= Jaime Prats =

Cuban musician (1883–1946)

Jaime Prats Estrada (29 March 1883, in Sagua la Grande – 3 January 1946, in Havana) was a Cuban flautist, composer and orchestral director. He also played the clarinet, violin, double bass and piano. He started to study music at seven, and in 1893 went to Cienfuegos, where he continued to study music as well as taking a first degree, graduating at 17.
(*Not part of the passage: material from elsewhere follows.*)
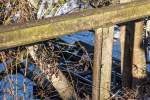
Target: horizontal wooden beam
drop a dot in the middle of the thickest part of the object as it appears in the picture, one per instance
(35, 31)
In 1899 he could be found in Havana playing first flute in the orchestra of the Azzali Opera company, with which he toured several countries of the Americas. On return, he took the post of director of the Municipal band of Sagua la Grande. He graduated from the Conservatorio Peyrellade in 1904, and from 1906 directed orchestras of theatrical companies, touring with them again to Central America. In 1913 he graduated as a doctor of pharmacy. He worked as musical director of the bufo company of Arquímedes Pous when it went to New York City.

In 1922 he founded the Cuban Jazz Band in Havana, one of the first of its type in Cuba. The personnel, all Cubans, included his son Rodrigo Prats on violin, the great flautist/saxophonist Alberto Socarrás, who later emigrated to New York, and Pucho Jiménez on slide trombone. The line-up would probably also have included double bass, kit drum, banjo, and cornet.

His last years were devoted to teaching the history of music at the Iranzo Conservatory, and giving classes on harmony and composition at the Conservatorio Ramona Sicardó. He composed the bolero "Ausencia", and other pieces.